J'étais loin d'être dans les eaux de Lenoir; ses sophismes glissaient sur la cuirasse épaisse de mon Sens-commun.
—Voyons, mon ami, lui dis-je, abuseriez-vous de vos droits d'amphitryon jusqu'à vouloir insinuer que cette BUCHE, par exemple, n'est pas de la matière?
—Où voyez-vous la «Matière» en cette bûche? répondit-il.

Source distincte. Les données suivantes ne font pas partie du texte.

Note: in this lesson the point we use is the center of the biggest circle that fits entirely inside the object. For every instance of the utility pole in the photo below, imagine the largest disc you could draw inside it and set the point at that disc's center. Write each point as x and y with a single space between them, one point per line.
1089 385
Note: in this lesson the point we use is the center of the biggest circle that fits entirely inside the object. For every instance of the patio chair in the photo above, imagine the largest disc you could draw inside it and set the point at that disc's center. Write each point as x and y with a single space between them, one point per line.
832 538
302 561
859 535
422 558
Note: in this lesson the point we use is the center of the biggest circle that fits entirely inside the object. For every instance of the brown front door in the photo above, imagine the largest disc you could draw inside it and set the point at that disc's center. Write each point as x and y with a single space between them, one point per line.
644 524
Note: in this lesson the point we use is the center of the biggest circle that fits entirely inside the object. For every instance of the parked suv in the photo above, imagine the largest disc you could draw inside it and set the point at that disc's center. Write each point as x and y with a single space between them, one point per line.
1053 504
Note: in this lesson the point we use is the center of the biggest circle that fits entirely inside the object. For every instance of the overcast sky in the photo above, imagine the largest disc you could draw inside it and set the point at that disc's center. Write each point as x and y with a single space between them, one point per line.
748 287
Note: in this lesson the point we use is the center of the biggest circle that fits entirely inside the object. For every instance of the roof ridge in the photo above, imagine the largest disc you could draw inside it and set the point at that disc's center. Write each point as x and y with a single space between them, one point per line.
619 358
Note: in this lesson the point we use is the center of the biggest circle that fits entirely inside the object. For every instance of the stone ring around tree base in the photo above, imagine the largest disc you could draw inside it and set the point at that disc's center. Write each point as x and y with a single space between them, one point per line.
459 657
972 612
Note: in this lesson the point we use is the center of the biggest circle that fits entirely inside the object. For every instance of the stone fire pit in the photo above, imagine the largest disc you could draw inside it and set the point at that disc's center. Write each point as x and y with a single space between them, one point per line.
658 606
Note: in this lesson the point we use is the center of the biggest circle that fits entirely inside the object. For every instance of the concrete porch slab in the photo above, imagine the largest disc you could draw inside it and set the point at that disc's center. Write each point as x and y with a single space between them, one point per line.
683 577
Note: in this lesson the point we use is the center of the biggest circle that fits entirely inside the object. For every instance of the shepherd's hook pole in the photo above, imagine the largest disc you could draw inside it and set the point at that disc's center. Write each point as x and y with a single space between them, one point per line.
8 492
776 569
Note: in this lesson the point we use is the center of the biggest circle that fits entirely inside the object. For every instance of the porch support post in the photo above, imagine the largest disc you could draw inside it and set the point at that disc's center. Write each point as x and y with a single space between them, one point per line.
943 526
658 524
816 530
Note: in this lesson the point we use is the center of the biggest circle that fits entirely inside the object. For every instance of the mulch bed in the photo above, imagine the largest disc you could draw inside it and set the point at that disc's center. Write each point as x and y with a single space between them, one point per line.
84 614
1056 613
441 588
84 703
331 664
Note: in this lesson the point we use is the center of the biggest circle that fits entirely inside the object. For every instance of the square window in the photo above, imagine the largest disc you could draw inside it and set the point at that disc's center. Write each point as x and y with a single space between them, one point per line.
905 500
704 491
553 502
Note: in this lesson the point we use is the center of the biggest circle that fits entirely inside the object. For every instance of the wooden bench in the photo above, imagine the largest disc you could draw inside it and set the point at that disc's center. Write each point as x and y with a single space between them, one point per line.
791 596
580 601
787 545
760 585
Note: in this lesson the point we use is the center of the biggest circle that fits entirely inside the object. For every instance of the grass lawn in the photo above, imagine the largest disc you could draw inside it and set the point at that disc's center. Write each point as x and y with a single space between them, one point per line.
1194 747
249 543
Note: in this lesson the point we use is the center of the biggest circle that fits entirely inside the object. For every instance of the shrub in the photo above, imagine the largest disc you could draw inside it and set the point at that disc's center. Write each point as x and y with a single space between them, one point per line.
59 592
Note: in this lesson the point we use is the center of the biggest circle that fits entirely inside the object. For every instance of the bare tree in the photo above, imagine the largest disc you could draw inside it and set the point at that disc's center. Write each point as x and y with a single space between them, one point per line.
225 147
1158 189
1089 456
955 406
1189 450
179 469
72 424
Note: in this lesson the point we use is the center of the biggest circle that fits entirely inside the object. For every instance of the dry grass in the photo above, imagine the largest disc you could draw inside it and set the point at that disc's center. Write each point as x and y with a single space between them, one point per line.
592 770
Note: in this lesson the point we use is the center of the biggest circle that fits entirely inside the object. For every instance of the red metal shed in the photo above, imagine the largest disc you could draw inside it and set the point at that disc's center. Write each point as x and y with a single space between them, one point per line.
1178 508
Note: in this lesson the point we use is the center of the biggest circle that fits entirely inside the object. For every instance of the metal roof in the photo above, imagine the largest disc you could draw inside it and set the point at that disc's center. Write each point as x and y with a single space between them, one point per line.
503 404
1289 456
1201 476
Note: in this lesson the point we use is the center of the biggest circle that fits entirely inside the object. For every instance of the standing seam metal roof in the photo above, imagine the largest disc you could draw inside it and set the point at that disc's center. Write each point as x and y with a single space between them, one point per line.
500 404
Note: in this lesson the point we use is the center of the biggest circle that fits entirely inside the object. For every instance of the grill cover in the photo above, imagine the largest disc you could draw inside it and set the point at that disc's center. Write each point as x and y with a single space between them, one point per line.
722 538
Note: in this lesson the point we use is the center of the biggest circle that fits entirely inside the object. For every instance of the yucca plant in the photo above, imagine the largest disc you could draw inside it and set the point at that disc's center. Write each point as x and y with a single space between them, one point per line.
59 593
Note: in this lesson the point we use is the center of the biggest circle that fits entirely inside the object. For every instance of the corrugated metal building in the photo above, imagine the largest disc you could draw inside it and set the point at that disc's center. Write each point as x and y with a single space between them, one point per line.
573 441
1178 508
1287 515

Je me voilai la face de mes deux mains: le naufrage de cette intelligence me faisait mal. Il voulait goguenarder avec moi!… Avec moi!
—Vous prétendez que vous ne voyez pas la Matière! lui dis-je avec stupeur: et que cette BUCHE…
—Mais, enfin, c'est élémentaire, cela! cria Lenoir, que mon apparente mignardise finissait par exaspérer et qui me regardait de travers. Je vois des attributs de forme, de couleur, de polarité, de pesanteur, réunies: j'appelle bois, un certain agrégat de ces qualités. Mais ce qui soutient ces qualités,—la SUBSTANCE, enfin,—que ces attributs couvrent de leur voile, où est-elle?…—Entre vos deux sourcils! Et nulle part! Vous voyez bien que la «Matière» en soi, n'est pas sensible! ne se pénètre pas! ne se révèle pas, et que la «Substance» est un être purement intellectuel dont le Monde sensible n'est qu'une forme négative, un repoussé.
—Mais, mon pauvre ami, qu'est-ce qu'un être intellectuel, qu'est-ce que la réalité d'une idée, d'une pauvre idée, devant la réalité évidente du fait de cette simple BUCHE que vous niez!